The LCLS generates intense X-rays for research by accelerating electrons and sending them wiggling through magnets. Once their work is done, the still-speedy electrons are shunted off to a particle dump.
But Lindenberg and team thought of a clever way to reuse these electrons: They sent the electrons, which are gathered into breathtakingly short bunches only 100 millionths of a billionth of a second long, through a thin metallic foil. The electrons in the metal responded by radiating in phase with each other, emitting short, coherent bursts of terahertz light.
Because these LCLS bursts are so short – comparable to the duration of a single cycle of the terahertz light wave, from peak to peak or trough to trough – they might be used to investigate and even control the functional properties of materials, said Lindenberg, an assistant professor of materials science and engineering, and of photon science, at Stanford.
Beyond their potential for sensing and imaging, terahertz pulses create electric and magnetic fields that are capable of pushing atoms in specific directions, he said. These fields could be used, for example, to push electrons or ions within a solar cell or electrochemical device in order to study the first stages of processes within them.
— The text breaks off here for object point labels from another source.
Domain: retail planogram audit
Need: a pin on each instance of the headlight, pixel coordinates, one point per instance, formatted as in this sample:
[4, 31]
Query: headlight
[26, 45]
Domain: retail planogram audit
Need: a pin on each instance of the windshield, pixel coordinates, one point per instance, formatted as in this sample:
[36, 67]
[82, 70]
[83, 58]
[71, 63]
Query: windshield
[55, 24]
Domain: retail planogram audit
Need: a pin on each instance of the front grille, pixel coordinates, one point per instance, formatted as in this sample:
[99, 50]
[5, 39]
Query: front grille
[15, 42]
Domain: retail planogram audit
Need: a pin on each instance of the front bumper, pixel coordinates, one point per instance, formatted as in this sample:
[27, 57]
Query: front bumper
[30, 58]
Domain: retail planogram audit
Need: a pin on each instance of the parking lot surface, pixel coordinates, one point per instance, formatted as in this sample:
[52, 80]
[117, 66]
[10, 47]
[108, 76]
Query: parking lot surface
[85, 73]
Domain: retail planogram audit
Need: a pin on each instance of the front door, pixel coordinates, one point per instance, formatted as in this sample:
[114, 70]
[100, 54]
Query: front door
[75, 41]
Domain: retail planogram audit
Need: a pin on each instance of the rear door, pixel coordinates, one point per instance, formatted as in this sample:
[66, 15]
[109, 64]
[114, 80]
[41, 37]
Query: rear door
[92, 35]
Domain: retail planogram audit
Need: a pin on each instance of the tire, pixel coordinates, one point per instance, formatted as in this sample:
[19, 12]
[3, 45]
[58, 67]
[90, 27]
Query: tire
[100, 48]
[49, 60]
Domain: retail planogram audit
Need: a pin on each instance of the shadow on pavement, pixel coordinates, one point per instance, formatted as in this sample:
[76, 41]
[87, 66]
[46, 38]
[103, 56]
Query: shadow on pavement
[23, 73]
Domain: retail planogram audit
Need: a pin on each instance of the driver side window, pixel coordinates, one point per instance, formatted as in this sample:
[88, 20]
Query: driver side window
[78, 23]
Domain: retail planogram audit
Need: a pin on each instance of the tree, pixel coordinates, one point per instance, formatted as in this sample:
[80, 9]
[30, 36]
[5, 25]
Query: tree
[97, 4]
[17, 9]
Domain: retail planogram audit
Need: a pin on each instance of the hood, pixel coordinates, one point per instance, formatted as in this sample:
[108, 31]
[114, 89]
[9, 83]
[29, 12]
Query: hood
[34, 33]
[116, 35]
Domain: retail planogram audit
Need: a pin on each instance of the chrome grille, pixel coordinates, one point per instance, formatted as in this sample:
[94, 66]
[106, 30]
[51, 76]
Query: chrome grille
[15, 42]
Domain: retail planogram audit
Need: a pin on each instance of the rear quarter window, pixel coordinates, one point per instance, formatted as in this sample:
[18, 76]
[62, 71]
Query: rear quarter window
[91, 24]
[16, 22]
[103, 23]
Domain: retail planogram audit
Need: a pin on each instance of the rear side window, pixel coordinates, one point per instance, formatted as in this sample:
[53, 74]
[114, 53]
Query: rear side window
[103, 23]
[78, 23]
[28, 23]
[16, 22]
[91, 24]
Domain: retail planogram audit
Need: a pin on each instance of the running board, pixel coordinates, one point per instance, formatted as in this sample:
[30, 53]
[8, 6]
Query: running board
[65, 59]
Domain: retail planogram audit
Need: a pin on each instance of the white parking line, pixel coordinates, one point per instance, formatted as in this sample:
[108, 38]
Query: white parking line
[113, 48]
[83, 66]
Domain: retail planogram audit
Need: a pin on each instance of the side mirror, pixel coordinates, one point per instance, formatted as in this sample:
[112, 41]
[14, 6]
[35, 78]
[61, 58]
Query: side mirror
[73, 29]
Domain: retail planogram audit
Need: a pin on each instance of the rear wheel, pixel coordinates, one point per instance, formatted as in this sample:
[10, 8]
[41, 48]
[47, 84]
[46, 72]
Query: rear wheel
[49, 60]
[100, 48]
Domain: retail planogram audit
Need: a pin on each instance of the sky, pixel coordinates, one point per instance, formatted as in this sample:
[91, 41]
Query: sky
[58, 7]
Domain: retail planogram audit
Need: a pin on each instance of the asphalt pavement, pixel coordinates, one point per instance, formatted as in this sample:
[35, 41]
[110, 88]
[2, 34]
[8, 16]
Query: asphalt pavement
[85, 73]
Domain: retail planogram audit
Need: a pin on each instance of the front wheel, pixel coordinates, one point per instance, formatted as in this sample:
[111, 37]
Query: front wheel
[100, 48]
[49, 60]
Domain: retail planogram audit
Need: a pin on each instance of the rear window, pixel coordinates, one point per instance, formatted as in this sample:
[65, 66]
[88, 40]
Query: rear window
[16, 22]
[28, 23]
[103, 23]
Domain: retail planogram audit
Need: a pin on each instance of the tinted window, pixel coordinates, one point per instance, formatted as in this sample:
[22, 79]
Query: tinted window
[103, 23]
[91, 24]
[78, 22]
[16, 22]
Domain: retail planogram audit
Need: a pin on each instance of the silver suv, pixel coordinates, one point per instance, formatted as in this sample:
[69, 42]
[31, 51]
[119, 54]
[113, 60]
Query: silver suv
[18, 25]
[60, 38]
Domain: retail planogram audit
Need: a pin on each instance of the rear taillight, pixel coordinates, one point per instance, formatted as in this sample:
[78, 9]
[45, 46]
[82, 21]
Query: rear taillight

"In this paper, we've demonstrated the source and observed some first exciting examples of how these intense fields interact with materials. The next step is to apply this," Lindenberg said. "We're also interested in using these kinds of fields to understand how fast ferroelectric materials can switch their polarity, which is important for developing materials for next-generation information storage technologies, and understanding their photovoltaic response. You can use these kinds of single-cycle fields to study these intrinsic properties in ways never before possible."
Using both the high-intensity terahertz fields and the LCLS X-rays simultaneously, "you could additionally probe with the X-rays to visualize what the atoms are doing," Lindenberg said.
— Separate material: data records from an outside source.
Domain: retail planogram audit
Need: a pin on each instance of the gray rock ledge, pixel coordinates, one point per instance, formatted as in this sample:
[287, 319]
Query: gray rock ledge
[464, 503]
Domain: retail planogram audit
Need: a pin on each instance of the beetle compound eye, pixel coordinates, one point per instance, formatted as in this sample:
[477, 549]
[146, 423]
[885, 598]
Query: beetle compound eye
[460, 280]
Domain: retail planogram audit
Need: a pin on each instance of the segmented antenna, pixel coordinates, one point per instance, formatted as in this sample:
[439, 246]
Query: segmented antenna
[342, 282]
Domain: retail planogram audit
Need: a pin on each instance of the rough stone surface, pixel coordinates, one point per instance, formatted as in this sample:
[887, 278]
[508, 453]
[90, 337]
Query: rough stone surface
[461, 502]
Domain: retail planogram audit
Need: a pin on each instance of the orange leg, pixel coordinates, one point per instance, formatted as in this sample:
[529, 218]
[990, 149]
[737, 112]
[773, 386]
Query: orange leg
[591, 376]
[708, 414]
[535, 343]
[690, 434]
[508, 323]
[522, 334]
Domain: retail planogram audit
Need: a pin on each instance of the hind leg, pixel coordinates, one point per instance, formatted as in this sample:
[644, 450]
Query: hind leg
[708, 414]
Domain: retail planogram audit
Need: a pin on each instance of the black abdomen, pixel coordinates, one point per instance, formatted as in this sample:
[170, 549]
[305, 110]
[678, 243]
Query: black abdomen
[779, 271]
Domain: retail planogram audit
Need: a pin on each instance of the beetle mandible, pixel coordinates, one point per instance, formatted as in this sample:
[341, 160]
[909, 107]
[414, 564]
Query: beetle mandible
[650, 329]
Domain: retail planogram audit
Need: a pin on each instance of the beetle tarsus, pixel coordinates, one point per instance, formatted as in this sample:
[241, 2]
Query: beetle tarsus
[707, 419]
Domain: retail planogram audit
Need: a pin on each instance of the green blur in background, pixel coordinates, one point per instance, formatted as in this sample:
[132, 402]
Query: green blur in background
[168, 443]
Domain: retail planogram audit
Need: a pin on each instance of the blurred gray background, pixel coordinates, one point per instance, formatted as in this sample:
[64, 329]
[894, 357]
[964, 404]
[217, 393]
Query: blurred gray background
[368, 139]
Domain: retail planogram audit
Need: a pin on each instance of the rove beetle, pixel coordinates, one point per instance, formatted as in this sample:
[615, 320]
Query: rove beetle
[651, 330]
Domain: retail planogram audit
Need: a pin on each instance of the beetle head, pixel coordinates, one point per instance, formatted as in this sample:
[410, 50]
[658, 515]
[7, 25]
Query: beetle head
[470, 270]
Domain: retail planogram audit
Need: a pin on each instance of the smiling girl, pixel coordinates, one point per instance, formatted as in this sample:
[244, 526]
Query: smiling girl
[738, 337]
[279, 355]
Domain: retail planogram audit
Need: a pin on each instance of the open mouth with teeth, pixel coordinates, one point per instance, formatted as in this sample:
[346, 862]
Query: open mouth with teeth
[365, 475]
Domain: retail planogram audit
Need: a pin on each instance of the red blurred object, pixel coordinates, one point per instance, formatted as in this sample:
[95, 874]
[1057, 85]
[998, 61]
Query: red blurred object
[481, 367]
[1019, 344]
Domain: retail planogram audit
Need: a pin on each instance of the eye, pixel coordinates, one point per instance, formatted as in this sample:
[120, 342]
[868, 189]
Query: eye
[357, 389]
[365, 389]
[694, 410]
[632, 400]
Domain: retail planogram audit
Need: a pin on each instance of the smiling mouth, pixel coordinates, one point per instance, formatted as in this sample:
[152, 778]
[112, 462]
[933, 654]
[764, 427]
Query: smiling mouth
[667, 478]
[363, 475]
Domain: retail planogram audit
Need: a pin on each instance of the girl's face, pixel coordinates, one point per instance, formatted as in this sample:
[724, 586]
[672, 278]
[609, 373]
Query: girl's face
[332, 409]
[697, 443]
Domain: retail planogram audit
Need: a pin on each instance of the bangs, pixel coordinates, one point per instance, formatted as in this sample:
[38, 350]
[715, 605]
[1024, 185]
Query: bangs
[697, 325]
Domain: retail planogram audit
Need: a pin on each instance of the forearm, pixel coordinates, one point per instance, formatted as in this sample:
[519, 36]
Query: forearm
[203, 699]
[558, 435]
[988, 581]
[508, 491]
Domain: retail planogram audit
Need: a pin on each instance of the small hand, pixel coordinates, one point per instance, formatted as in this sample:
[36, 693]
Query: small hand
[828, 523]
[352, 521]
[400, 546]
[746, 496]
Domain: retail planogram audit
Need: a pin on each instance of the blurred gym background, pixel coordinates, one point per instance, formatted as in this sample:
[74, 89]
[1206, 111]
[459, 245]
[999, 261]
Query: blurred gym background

Other groups at SLAC already have expressed interest in using these new fields to manipulate surface chemistry. They could be used to snip a bond that binds atoms to the surface of a material, either to eject it from the sample or to drive it along the surface and control chemistry in defined ways.
"Imagine you could take two atoms on a surface, push them together, and cause them to form a bond on an extremely short time scale," he said. "What would happen? It depends on the system, but no one really knows because no one has ever been able to do these kinds of things before."